ECB’s Stournaras: Anti-Fragmentation Tool Might Never Actually Need to Be Used

11 July 2022

By David Barwick – FRANKFURT (Econostream) – The European Central Bank’s new anti-fragmentation tool might never require actual deployment, ECB Governing Council member Yannis Stournaras said on Saturday.

Speaking to Bloomberg on the margins of a conference in France, Stournaras, who heads the Bank of Greece, said the new instrument will be ready by the next Governing Council meeting on July 21.

‘It's a very good debate in a very good spirit and good cooperation’, he said. ‘I'm sure that at the end of the day we're going to have a consensual efficient solution.’

‘Yes, I believe that there is a lot of truth in the idea that if we convince markets that this is going to be a strong tool, we might not meet it at the end of the day’, he said. ‘We'll have it on the shelf.
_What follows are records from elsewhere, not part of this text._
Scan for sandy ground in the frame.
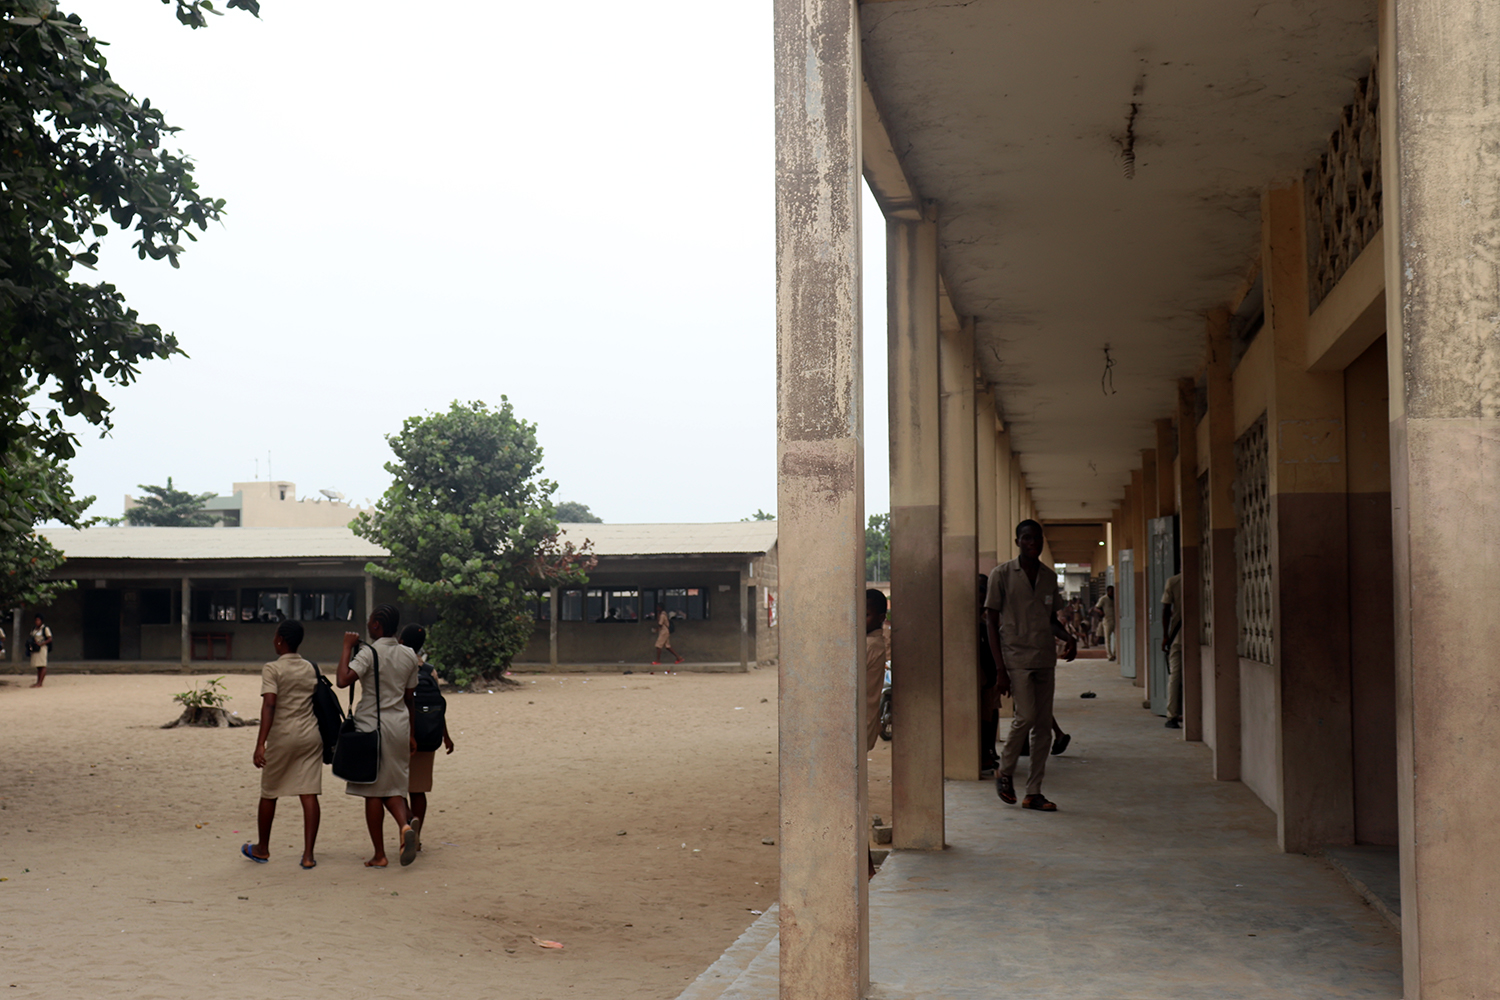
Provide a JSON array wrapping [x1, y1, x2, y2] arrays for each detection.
[[0, 665, 894, 1000]]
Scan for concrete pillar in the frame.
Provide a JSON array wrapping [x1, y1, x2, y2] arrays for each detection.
[[1008, 453, 1023, 558], [549, 586, 559, 669], [940, 316, 979, 781], [363, 572, 375, 630], [1135, 454, 1155, 690], [1263, 182, 1353, 854], [1203, 308, 1241, 781], [179, 576, 191, 668], [886, 215, 945, 851], [975, 390, 998, 575], [1382, 1, 1500, 990], [11, 608, 21, 663], [1155, 418, 1176, 517], [739, 562, 750, 671], [1174, 380, 1203, 741], [994, 427, 1013, 562], [774, 0, 868, 993]]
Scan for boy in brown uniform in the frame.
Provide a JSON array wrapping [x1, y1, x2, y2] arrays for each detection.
[[985, 520, 1077, 811]]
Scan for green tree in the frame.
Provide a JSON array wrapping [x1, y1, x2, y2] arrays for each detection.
[[865, 513, 890, 583], [555, 500, 602, 523], [123, 476, 216, 526], [741, 509, 775, 522], [1, 0, 255, 464], [0, 439, 94, 611], [354, 399, 595, 687]]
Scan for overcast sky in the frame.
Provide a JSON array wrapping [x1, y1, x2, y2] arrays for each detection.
[[57, 1, 890, 525]]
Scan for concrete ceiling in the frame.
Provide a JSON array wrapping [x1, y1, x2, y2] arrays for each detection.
[[859, 0, 1377, 519]]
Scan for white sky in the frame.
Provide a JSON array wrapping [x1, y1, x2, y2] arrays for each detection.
[[57, 1, 890, 524]]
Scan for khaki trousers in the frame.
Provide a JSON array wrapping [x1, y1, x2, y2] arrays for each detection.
[[999, 667, 1055, 795], [1102, 620, 1115, 659], [1167, 638, 1184, 720]]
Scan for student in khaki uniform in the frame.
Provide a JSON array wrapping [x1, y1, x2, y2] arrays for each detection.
[[1161, 573, 1184, 728], [985, 520, 1077, 812], [1095, 586, 1117, 660], [865, 590, 887, 753]]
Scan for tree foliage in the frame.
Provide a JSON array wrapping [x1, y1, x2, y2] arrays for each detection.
[[0, 437, 93, 610], [0, 0, 252, 464], [742, 509, 775, 522], [865, 512, 889, 583], [123, 476, 216, 526], [554, 500, 601, 524], [354, 400, 595, 687]]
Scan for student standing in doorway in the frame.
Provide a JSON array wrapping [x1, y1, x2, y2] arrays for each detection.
[[1095, 585, 1117, 661], [985, 520, 1077, 812], [651, 603, 683, 665]]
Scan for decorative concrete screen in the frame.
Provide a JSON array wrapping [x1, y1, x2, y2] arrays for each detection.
[[1234, 416, 1273, 664], [1306, 60, 1381, 312], [1199, 471, 1212, 647]]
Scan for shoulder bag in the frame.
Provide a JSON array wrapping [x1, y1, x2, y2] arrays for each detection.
[[331, 644, 381, 783]]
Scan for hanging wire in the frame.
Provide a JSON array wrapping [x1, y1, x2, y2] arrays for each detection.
[[1101, 345, 1117, 396]]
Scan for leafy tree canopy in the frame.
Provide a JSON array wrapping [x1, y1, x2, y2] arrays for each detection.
[[865, 512, 889, 583], [742, 509, 775, 522], [354, 400, 595, 687], [1, 0, 254, 464], [0, 435, 93, 610], [554, 500, 602, 523], [123, 476, 216, 526]]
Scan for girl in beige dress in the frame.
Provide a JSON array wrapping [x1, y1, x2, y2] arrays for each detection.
[[244, 621, 323, 868], [28, 614, 52, 688], [337, 603, 421, 868]]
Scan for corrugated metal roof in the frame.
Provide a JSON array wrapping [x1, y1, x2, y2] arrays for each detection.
[[39, 522, 777, 561], [39, 526, 388, 561], [557, 522, 777, 556]]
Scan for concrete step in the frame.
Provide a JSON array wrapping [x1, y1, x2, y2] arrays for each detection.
[[674, 905, 778, 1000]]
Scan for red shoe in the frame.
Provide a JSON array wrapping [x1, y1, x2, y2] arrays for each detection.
[[651, 661, 660, 665], [674, 658, 683, 664]]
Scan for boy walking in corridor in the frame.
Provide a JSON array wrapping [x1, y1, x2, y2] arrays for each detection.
[[985, 520, 1077, 811]]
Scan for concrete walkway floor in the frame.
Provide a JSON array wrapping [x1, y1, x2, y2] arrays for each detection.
[[682, 659, 1402, 1000]]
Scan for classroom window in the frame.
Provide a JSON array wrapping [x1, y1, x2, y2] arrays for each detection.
[[592, 588, 639, 623], [533, 590, 551, 621], [641, 586, 710, 621], [560, 589, 584, 621], [295, 591, 354, 622], [139, 588, 172, 625], [191, 589, 238, 623]]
And this is the good scenario.’

Stournaras said that if markets considered the new instrument ‘like a whatever-it-takes tool, I think there's a very high probability that it will not be needed.’

In the event of ‘negative surprises on the energy front, we might have recession next year’, he said, in which case the ECB would ‘consider our position again’ with respect to interest rate hikes. ‘As I said, we’re data driven, we’re not dogmatic, to put it this way.’
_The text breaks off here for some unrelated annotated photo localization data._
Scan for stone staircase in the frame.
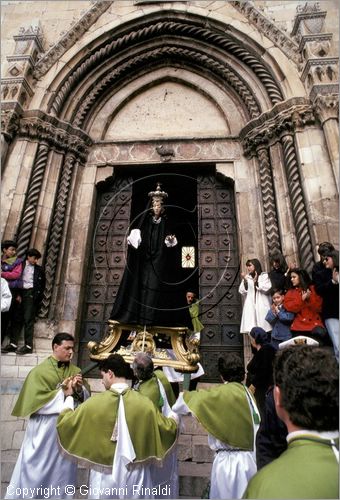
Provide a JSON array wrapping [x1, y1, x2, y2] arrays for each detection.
[[1, 352, 212, 499]]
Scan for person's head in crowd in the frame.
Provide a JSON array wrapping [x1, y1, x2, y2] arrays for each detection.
[[1, 240, 17, 259], [308, 326, 330, 347], [249, 327, 269, 350], [317, 241, 335, 260], [270, 253, 288, 273], [26, 248, 42, 266], [218, 353, 245, 383], [271, 288, 285, 307], [322, 249, 339, 272], [132, 351, 154, 381], [246, 258, 263, 277], [288, 268, 312, 290], [186, 291, 197, 305], [52, 332, 75, 362], [99, 353, 133, 389], [273, 345, 338, 432]]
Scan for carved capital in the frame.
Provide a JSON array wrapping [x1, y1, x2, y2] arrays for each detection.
[[313, 93, 339, 124], [1, 103, 22, 141], [240, 98, 315, 157], [17, 110, 92, 162]]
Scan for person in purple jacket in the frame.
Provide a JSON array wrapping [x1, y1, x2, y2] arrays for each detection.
[[1, 240, 23, 352], [265, 289, 295, 350]]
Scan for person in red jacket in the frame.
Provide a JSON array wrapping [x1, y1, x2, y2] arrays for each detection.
[[284, 268, 324, 336]]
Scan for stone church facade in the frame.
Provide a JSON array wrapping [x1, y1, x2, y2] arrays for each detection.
[[1, 0, 339, 494]]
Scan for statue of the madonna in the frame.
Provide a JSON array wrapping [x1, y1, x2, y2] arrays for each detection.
[[110, 183, 179, 326]]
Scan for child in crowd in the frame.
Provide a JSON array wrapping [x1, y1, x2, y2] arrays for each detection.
[[284, 268, 324, 337], [2, 248, 45, 355], [265, 289, 294, 350], [1, 240, 23, 351], [268, 253, 290, 292], [239, 258, 272, 334]]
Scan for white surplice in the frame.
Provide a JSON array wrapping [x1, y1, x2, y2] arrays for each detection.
[[88, 382, 178, 500], [5, 389, 89, 500], [172, 390, 259, 500]]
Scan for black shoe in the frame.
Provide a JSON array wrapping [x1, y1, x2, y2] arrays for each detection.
[[16, 345, 33, 355], [1, 343, 17, 353]]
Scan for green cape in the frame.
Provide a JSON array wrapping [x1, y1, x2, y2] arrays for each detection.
[[12, 356, 82, 417], [189, 302, 204, 332], [183, 382, 254, 450], [243, 435, 339, 499], [138, 371, 176, 410], [57, 387, 177, 469]]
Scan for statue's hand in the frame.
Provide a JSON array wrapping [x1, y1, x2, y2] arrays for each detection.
[[127, 229, 142, 248], [165, 235, 178, 247]]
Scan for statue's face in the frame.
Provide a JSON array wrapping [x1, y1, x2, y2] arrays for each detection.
[[152, 200, 163, 218]]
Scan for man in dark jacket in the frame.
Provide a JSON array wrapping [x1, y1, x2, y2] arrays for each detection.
[[2, 248, 45, 355]]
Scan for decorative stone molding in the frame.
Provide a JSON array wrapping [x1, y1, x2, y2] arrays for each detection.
[[280, 133, 314, 272], [291, 3, 338, 101], [87, 138, 241, 166], [256, 146, 281, 256], [40, 153, 79, 318], [16, 142, 50, 259], [1, 21, 44, 110], [33, 1, 113, 79], [1, 103, 22, 141], [17, 111, 92, 162], [71, 46, 261, 126], [240, 97, 315, 158], [155, 145, 175, 162], [49, 17, 283, 117], [230, 1, 300, 64], [313, 93, 339, 124]]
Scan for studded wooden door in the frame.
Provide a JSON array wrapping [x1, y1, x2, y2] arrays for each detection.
[[78, 170, 243, 379], [198, 173, 243, 381], [78, 175, 133, 368]]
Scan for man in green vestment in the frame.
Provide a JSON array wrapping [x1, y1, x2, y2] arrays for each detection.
[[57, 354, 178, 499], [243, 345, 339, 499], [5, 332, 90, 500], [132, 352, 176, 412], [172, 353, 260, 499], [132, 352, 178, 498]]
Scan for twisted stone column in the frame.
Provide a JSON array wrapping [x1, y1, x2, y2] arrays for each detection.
[[16, 142, 50, 258], [256, 146, 282, 256], [280, 133, 314, 272], [39, 153, 77, 318]]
‘…to be clear, yes, there are stagflationary winds, but we don't have stagflation yet in Europe’, he said.

In a speech at the same event on Sunday, Stournaras said that one effect of Russian military aggression was that globalisation was ‘reversing.’
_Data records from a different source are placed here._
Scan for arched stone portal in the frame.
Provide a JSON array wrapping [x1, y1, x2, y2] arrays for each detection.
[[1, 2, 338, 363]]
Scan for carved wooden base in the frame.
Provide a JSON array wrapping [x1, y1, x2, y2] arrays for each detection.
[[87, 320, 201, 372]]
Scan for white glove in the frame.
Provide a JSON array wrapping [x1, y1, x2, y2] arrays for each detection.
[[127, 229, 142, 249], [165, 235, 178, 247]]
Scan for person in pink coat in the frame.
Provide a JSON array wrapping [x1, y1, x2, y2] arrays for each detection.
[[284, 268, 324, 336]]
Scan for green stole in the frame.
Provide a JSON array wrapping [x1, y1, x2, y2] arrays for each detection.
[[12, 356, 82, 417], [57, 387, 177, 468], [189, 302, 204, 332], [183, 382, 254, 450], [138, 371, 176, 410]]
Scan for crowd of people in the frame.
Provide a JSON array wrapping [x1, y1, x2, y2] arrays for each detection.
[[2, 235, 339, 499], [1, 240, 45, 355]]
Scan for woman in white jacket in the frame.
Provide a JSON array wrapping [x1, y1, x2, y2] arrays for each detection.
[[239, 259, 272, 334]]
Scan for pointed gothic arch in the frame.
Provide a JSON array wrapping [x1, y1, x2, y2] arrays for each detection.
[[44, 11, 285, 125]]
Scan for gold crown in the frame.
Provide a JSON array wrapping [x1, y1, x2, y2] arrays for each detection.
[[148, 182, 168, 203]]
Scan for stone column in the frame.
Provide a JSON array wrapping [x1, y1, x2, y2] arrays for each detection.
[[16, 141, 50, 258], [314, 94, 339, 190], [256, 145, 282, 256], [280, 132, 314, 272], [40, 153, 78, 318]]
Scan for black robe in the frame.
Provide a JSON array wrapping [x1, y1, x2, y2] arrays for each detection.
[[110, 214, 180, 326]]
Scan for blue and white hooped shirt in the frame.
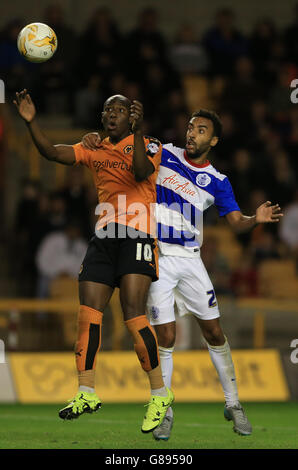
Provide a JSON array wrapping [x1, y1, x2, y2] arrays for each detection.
[[155, 143, 240, 258]]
‘The result is a slowdown in the European and the global economy and rising prices and interest rates’, he said. ‘As far as the EU economy is concerned, a direct effect is higher inflationary pressures persisting for much longer than previously expected.’

‘Soaring energy and other commodity prices, as well as the actions necessary to meet the ambitious green transition targets set by the EU, could give rise to pressures for nominal wage increases in order to protect the purchasing power of household incomes’, he said. ‘This could lead to an entrenchment of inflationary pressures and expectations, which, together with heightened uncertainty, are the most important short-term threats to the recovery of the European economy.’

‘Against this background, the main challenge for economic policy currently is how to prevent a temporary inflation from becoming structural, which would create stagflationary pressures in the European economy, and how to mitigate the negative effects on households’ purchasing power and on corporate profitability without jeopardising the ongoing economic recovery’, he said.